Later in the day, the Electoral Commission stated that the African National Congress Party has won a majority in the parliamentary election. The party, however, experienced a drop in popular support, having seen a decline of 4.65 percentage points from the 62.15% it obtained in the previous general elections in 2014.
Democratic Alliance (DA) opposition party has also seen a drop in support, gaining 20.76% percent of votes.
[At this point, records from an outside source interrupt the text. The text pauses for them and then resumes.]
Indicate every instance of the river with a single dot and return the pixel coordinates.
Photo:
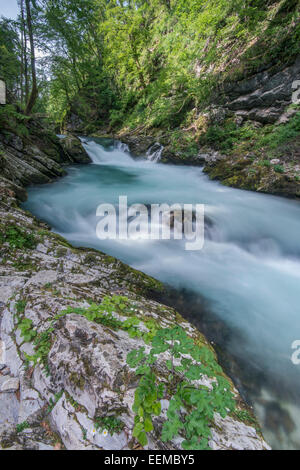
(243, 286)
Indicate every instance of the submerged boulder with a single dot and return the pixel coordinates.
(68, 320)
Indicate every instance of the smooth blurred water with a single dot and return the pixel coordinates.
(248, 272)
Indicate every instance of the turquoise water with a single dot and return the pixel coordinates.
(248, 272)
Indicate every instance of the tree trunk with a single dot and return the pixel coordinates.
(34, 91)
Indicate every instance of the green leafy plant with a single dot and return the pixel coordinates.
(27, 331)
(112, 424)
(17, 238)
(53, 401)
(20, 306)
(279, 169)
(192, 405)
(22, 426)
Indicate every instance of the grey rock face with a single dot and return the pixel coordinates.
(263, 97)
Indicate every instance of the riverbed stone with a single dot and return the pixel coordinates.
(84, 376)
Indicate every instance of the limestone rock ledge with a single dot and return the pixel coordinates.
(86, 376)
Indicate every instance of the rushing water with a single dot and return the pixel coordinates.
(247, 275)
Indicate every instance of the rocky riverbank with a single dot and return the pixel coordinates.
(69, 318)
(247, 138)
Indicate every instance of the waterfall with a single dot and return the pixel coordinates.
(154, 152)
(122, 147)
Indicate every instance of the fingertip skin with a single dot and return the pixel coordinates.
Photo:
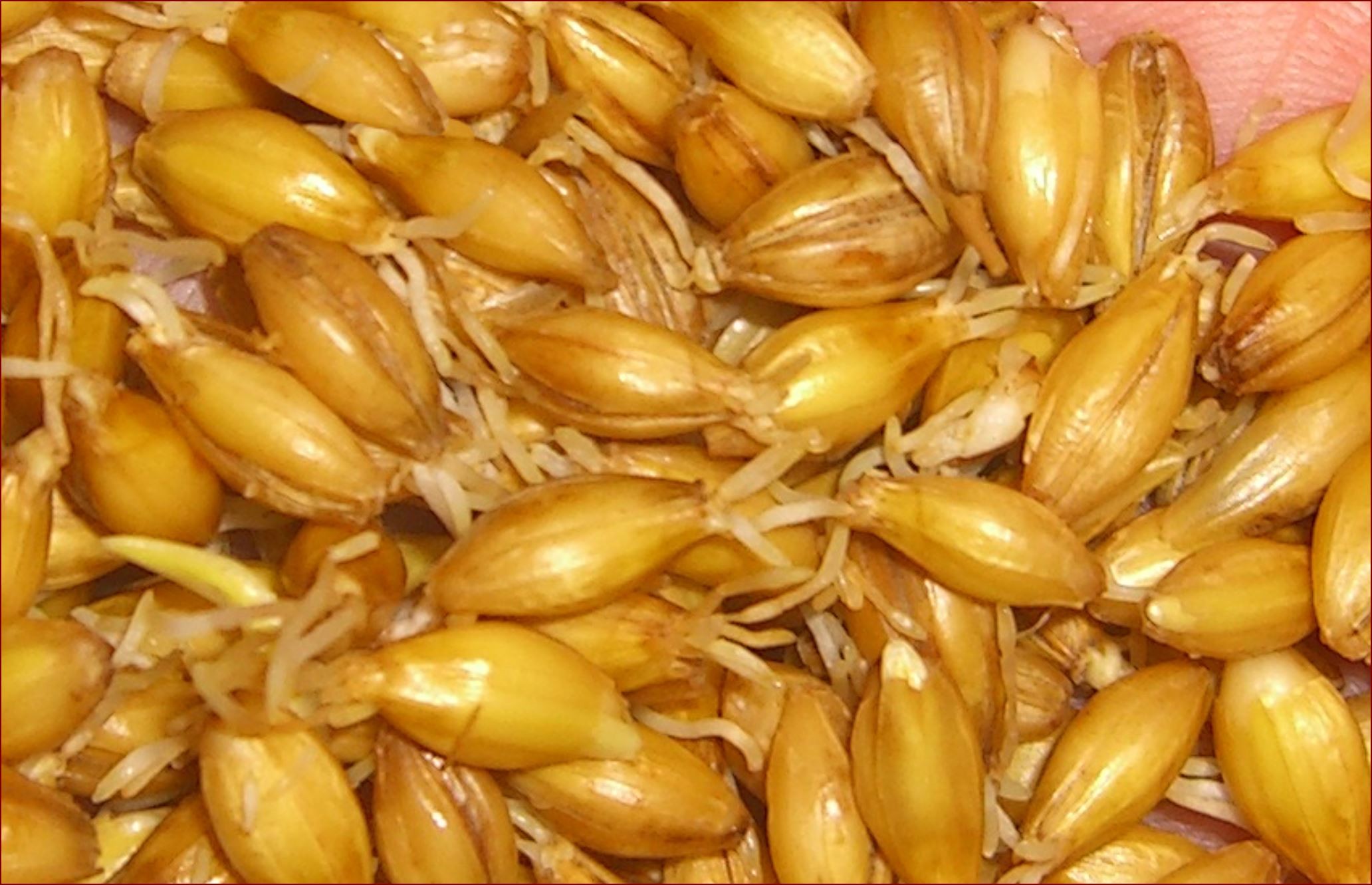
(1311, 54)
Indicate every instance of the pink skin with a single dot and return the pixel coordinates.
(1310, 54)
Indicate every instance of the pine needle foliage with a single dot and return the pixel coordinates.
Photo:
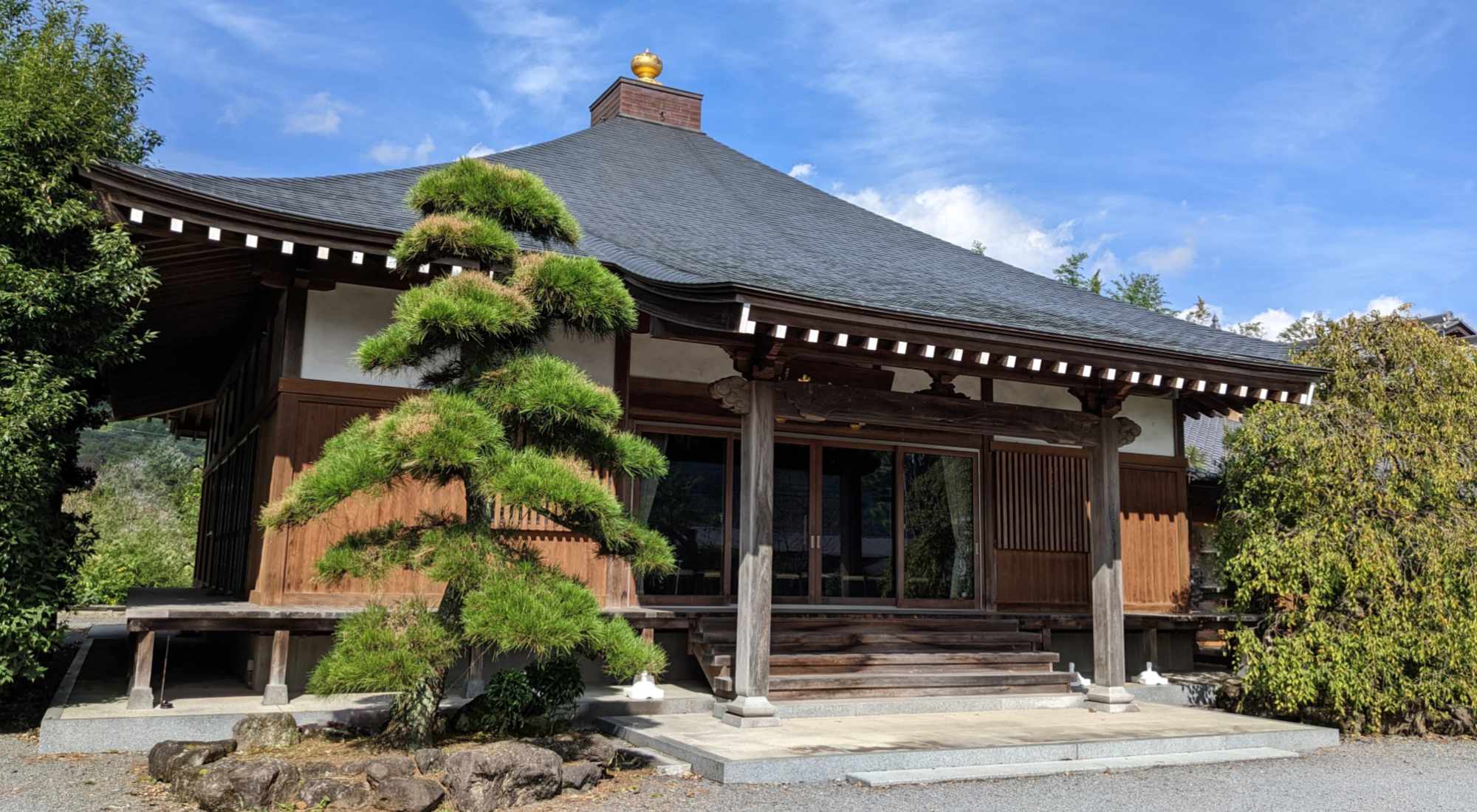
(507, 423)
(456, 235)
(516, 199)
(1351, 529)
(72, 296)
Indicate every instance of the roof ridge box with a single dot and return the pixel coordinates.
(648, 100)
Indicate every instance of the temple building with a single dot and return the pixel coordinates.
(896, 466)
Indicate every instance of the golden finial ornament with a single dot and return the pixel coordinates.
(646, 66)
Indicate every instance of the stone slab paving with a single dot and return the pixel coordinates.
(1036, 770)
(828, 749)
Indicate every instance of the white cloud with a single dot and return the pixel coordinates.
(482, 151)
(318, 116)
(1385, 305)
(394, 154)
(549, 49)
(1277, 320)
(1168, 261)
(389, 154)
(239, 110)
(964, 215)
(1274, 321)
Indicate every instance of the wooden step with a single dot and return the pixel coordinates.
(849, 661)
(912, 684)
(828, 641)
(871, 624)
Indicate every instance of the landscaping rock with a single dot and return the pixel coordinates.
(265, 732)
(169, 758)
(330, 770)
(429, 760)
(501, 776)
(339, 794)
(408, 795)
(265, 783)
(210, 791)
(581, 776)
(581, 746)
(389, 767)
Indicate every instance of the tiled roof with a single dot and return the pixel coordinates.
(676, 206)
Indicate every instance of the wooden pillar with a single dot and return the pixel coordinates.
(141, 695)
(1107, 693)
(476, 674)
(277, 675)
(751, 705)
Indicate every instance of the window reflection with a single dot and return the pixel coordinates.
(939, 526)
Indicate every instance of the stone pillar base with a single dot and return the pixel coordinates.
(1117, 699)
(141, 699)
(748, 712)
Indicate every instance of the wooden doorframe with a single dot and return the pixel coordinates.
(977, 600)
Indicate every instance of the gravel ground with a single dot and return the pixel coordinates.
(1376, 776)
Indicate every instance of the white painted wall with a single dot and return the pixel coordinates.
(1156, 416)
(679, 361)
(337, 321)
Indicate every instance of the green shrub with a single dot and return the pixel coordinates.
(143, 516)
(1351, 529)
(516, 429)
(534, 701)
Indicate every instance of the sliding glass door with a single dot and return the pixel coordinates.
(857, 543)
(939, 529)
(853, 523)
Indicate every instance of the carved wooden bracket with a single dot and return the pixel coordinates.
(1128, 432)
(732, 393)
(943, 386)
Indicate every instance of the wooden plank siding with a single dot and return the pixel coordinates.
(1042, 513)
(308, 414)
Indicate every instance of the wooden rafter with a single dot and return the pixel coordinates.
(825, 402)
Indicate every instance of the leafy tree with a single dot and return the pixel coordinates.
(143, 513)
(1351, 528)
(1203, 315)
(1072, 274)
(504, 423)
(72, 290)
(1144, 290)
(1302, 330)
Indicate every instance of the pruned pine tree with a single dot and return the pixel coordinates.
(507, 423)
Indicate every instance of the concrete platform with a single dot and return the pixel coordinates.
(832, 748)
(1119, 764)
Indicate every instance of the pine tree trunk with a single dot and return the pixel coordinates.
(414, 715)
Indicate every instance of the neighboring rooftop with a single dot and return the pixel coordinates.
(1451, 326)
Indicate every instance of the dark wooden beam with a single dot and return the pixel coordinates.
(823, 402)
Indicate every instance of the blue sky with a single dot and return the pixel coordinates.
(1274, 159)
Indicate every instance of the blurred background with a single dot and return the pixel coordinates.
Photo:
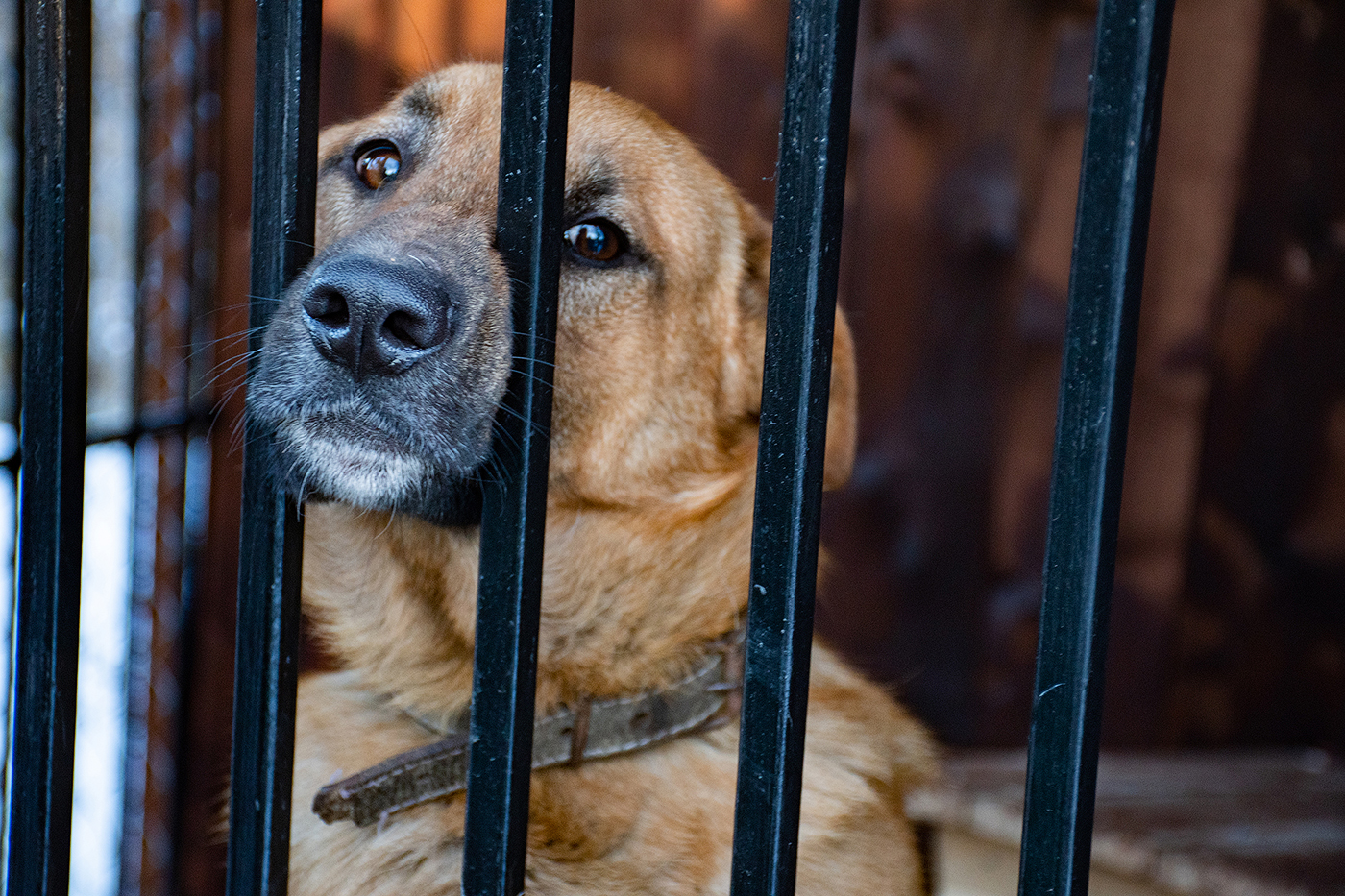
(1228, 620)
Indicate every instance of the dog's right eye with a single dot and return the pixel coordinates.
(377, 163)
(596, 241)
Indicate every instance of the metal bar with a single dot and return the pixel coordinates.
(56, 326)
(284, 186)
(531, 183)
(1099, 358)
(804, 258)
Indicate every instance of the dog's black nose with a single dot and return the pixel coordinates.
(374, 318)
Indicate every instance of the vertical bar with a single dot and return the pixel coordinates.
(804, 258)
(284, 187)
(154, 711)
(531, 183)
(1109, 262)
(56, 327)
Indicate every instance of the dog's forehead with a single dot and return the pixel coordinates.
(622, 160)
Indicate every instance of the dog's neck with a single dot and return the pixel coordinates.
(631, 597)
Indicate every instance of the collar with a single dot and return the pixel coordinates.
(708, 697)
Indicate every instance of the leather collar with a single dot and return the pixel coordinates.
(709, 697)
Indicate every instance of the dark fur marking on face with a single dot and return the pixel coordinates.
(587, 197)
(420, 101)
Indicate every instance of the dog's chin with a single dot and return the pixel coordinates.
(372, 472)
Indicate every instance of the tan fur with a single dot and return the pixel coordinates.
(649, 507)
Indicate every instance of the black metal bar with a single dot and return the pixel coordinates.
(284, 184)
(531, 183)
(1109, 264)
(804, 258)
(56, 325)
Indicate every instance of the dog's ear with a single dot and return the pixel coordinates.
(843, 412)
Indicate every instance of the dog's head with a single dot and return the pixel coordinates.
(386, 359)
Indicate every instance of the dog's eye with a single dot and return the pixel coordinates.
(377, 163)
(596, 241)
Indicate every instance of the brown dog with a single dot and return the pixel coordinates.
(382, 372)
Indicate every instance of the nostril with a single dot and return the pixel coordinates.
(412, 329)
(327, 307)
(405, 328)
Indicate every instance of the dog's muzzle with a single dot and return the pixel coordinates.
(383, 366)
(376, 318)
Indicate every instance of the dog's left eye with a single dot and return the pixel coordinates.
(596, 241)
(377, 163)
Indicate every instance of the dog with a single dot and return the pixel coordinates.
(380, 375)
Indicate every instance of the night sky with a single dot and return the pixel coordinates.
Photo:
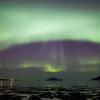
(51, 35)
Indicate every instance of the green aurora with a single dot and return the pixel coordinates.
(20, 25)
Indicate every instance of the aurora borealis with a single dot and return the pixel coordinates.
(52, 38)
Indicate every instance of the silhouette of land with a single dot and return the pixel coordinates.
(50, 93)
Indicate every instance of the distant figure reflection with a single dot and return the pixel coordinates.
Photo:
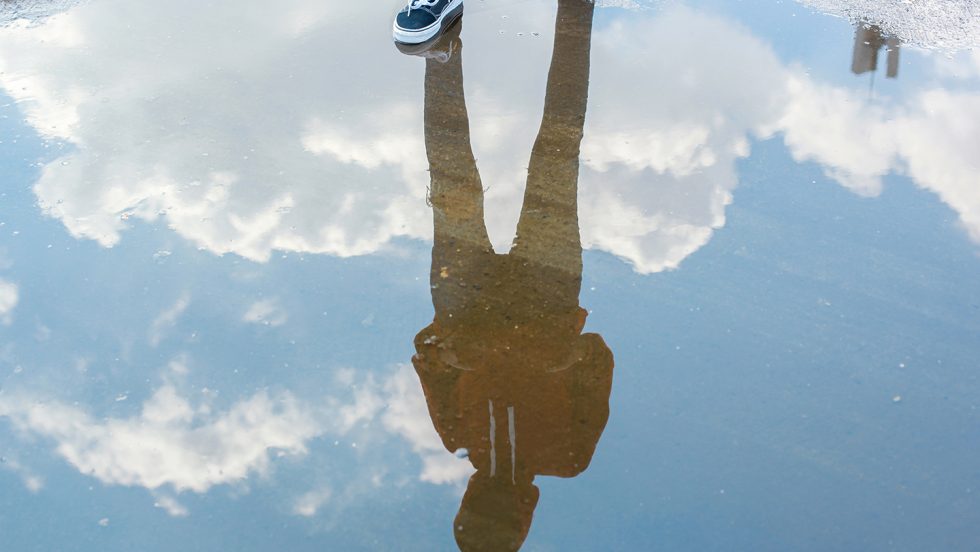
(506, 371)
(868, 41)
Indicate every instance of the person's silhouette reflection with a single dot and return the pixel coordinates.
(506, 371)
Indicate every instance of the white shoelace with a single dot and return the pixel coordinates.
(414, 4)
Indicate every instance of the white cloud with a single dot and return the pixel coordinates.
(170, 443)
(267, 312)
(170, 505)
(408, 416)
(308, 504)
(9, 297)
(280, 157)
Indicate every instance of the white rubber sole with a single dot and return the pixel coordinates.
(418, 36)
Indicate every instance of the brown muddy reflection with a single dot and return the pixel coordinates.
(506, 370)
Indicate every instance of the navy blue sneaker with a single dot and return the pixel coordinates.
(422, 20)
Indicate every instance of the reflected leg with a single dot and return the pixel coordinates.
(456, 192)
(548, 231)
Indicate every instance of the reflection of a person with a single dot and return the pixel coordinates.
(506, 371)
(868, 41)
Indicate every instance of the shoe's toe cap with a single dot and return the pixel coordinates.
(414, 20)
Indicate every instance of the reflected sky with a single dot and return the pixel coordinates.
(217, 245)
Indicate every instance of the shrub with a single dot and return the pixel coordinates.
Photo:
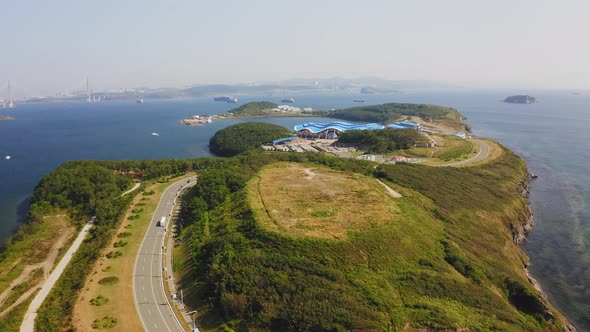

Left-wing Economic Freedom Fighters (EEF) party came third in the election, enjoying the most growth overall.
Last year, South Africa announced plans to redistribute farmland, largely owned by white farmers, among black citizens, who comprise three quarters of the state's overall population.
Prior to Cyril Ramaphosa taking over as South Africa's president, the position was held by Jacob Zuma who was forced to officially resign in February 2018 due to pressure from the African National Congress Party.
Corruption and South African Politics
Shortly after the reports about the ANC victory emerged, Patrick Bond, professor of political economy at the University of the Witwatersr and Wits School of Governance, told Sputnik that President Cyril Ramaphosa managed to achieve his target as he "desperately sought ruling-party unity." However, despite the party's victory, the president was still challenged politically by corruption, according to the professor.
"But politically, the central dilemma ahead is whether Ramaphosa's delay tactics in addressing the huge contradictions within the ANC this past year, have allowed the rump of the pro-Zuma faction to become too strong. That faction opposes the cleansing of corrupt elements," he stated.
He went on to say that "in the ruling party's top-six leadership, at least four face serious allegations of graft", adding that Ramaphosa himself was "implicated in illicit financial flows from South Africa."
Finally, Bond questioned "whether anyone will ever be prosecuted for looting the state, in collaboration with corrupt corporations especially from the US, Britain, Germany, China and India."